The Brooks point applies inversely here: adding more layers to a defence-in-depth posture does not reduce its effectiveness the way adding more people to a late project does, because the layers are operationally independent in a way that engineering teams are not. The cost of the additional layers is real (licence, integration, operational tax) and the cost should be modelled against the cost of the incident the layers prevent. For enterprises whose production-facing AI is genuinely production-facing — handling customer data, executing transactions, returning responses that customers act on — the incident-prevention math favours the layered posture by a margin large enough to fund the procurement without further debate.

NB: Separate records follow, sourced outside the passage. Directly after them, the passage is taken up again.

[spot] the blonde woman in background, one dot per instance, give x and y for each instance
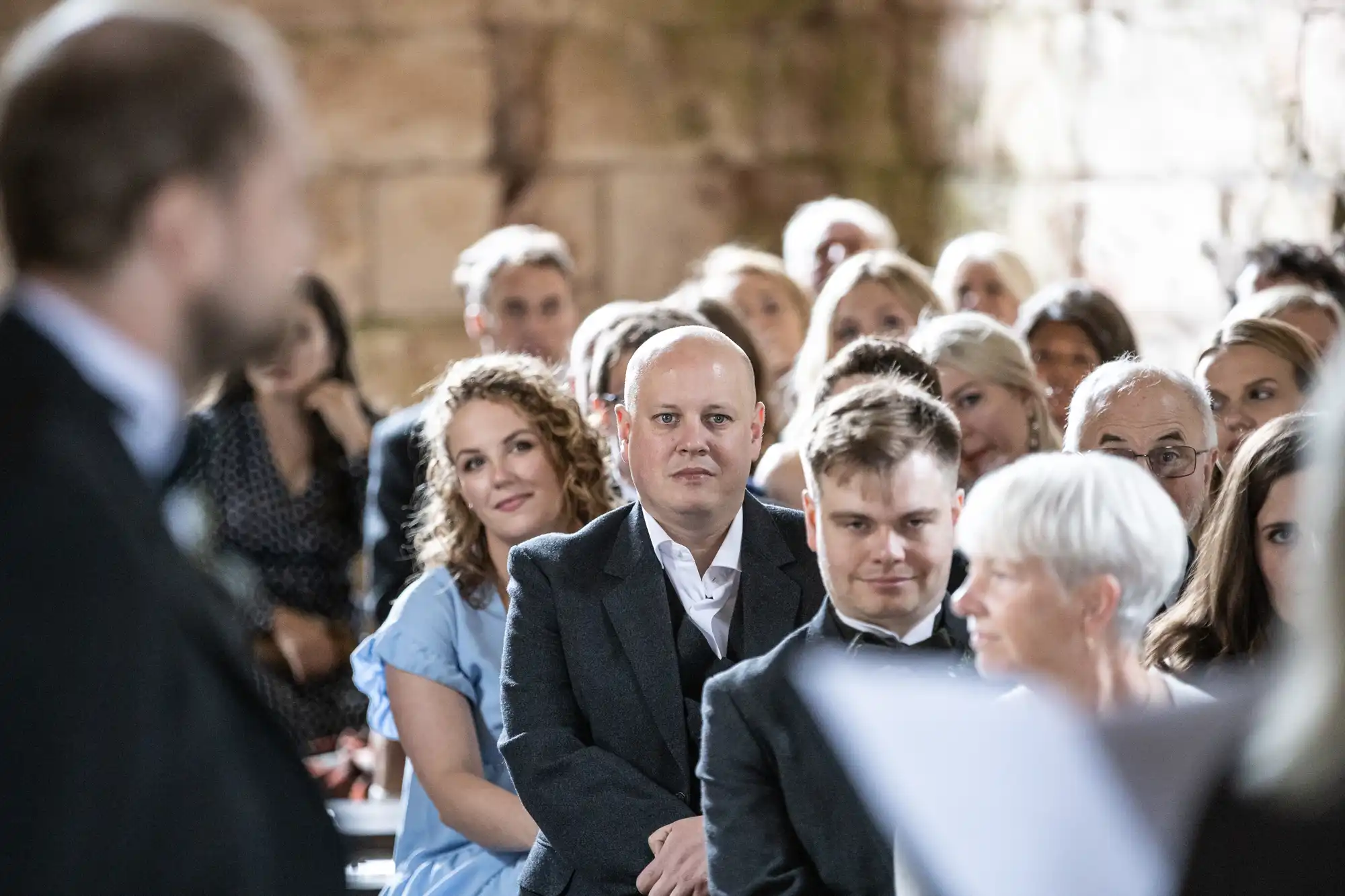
(510, 458)
(775, 309)
(822, 235)
(981, 272)
(1256, 372)
(1312, 311)
(989, 381)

What I would do, if starting from scratch on agent security in mid-2026, is exactly this. Run the four-week procurement methodology that the governance tooling piece describes, with the criteria adjusted for the runtime-defence character of the work. Pick the archetype your stack requires most urgently — usually runtime guardrails proxy plus application-layer library for third-party API-consuming enterprises, plus MLSecOps when custom model work is substantial. Sign annual or two-year contracts only. Plan the consolidation review at month twelve. Treat the OWASP LLM Top 10 as the shared vocabulary with the broader security organisation and the four-category split as the procurement-driving model. Do not buy one tool and call the work done. The cost of the incident the second tool would have caught is the procurement justification for the second tool.
Sources
- OWASP Top 10 for Large Language Model Applications, 2025 — the shared vocabulary for the threat-category conversation
- NIST AI Risk Management Framework, v1.0, and Generative AI Profile — the broader risk framework the procurement archetypes map under
- EU AI Act, Regulation (EU) 2024/1689 — Article 15 robustness, accuracy, and cybersecurity obligations for high-risk systems
- Prompt Security and Lasso Security — runtime guardrails proxy archetype primary references
- Lakera Guard and Cisco AI Defense (post-acquisition platform combining Lakera and Robust Intelligence) — combined gateway and SDK archetype reference
- HiddenLayer AISec Platform — MLSecOps and runtime-monitoring archetype reference
- Protect AI (now part of Palo Alto Networks Cortex) — MLSecOps archetype primary reference
- Guardrails AI — application-layer library archetype primary reference
- Credal — application-layer data-access enforcement reference
- Related: capabilities hub, agentic AI architecture patterns, enterprise AI red teaming, governance hub, AI governance tools, CISO AI governance responsibilities
The four-threat-category model, the four-archetype split, and the four-criterion scoring sheet are CC-BY-4.0 and linked from the governance tooling piece. Methodology: vendor scorings drawn from fractional CTO, CIO, and CISO engagements (2023–2026) where the agent-security procurement either preceded a production-facing deployment and the deployment shipped without an incident worth naming, or did not and produced the incident that should have informed the original procurement. The pattern is consistent enough to publish.